Già dal 2011 il Comune di Formia, il Parco Regionale “Riviera di Ulisse” e privati cittadini presenteranno una serie di esposti per mettere in evidenza come il Castello di Gianola ed il parco limitrofo “abbiano subito abusi di ogni genere, senza tener conto di qualsiasi rispetto delle leggi”. Tutto questo fino al luglio 2018, quando il Tar Lazio, con la sentenza numero 405, respinse – ricorda la Villa – i ricorsi del proprietario del bellissimo immobile, l’avvocato Gennaro Orefice, e diede mandato all’Ente Parco di pretendere il ripristino dei luoghi.

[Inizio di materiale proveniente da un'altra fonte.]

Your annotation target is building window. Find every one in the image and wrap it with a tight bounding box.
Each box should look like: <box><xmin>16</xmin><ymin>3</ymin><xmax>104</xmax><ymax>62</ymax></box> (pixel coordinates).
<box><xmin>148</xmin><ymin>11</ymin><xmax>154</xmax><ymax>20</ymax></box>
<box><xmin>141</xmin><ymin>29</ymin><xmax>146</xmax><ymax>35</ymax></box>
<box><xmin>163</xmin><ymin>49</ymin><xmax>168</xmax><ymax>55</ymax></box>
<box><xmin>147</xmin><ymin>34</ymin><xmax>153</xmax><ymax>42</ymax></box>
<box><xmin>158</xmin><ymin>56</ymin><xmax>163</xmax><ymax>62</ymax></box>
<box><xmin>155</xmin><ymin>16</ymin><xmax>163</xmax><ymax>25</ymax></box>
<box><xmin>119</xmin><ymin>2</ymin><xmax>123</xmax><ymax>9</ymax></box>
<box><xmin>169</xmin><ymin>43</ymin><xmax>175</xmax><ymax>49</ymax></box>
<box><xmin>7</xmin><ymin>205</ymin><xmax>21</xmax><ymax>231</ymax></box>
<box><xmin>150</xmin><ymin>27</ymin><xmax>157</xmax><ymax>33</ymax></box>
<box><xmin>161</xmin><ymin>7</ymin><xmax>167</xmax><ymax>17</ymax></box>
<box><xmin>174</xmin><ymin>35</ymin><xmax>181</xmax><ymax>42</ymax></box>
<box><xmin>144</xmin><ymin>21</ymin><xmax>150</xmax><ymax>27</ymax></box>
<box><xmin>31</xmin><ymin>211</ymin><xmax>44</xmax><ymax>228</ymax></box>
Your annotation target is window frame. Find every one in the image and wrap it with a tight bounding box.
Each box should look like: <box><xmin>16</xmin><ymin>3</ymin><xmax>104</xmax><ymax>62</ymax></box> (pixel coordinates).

“Oggi questo sito non può ergersi a dimora storica, oggi questo sito come sottolineato da una nota dettagliata, inviata dal Comune di Formia alla Regione Lazio, non può rappresentare un luogo di bellezza paesaggistica archeologica. Oggi il Castello va prima ripristinato, ai luoghi va prima ripristinato la legalità e poi al Castello gli si potrà dare una giusta collocazione di rispetto e bellezza”. In un altro post la sindaca di Formia ricorda quelli che a suo dire sarebbero stati realizzati: “abusi edilizi, disboscamento di macchia mediterranea non autorizzata, colate di calcestruzzo e tanto altro fatto senza acquisire pareri”.
Lo scorso luglio con una sentenza ad hoc il Tar ha richiesto il ripristino dei luoghi, da qui la “fatwa” della sindaca di Formia: “Il Castello di Gianola non può essere considerato un luogo dove apprezzare bellezze archeologiche, perché quelle stesse bellezze non sono state rispettate e conservate.”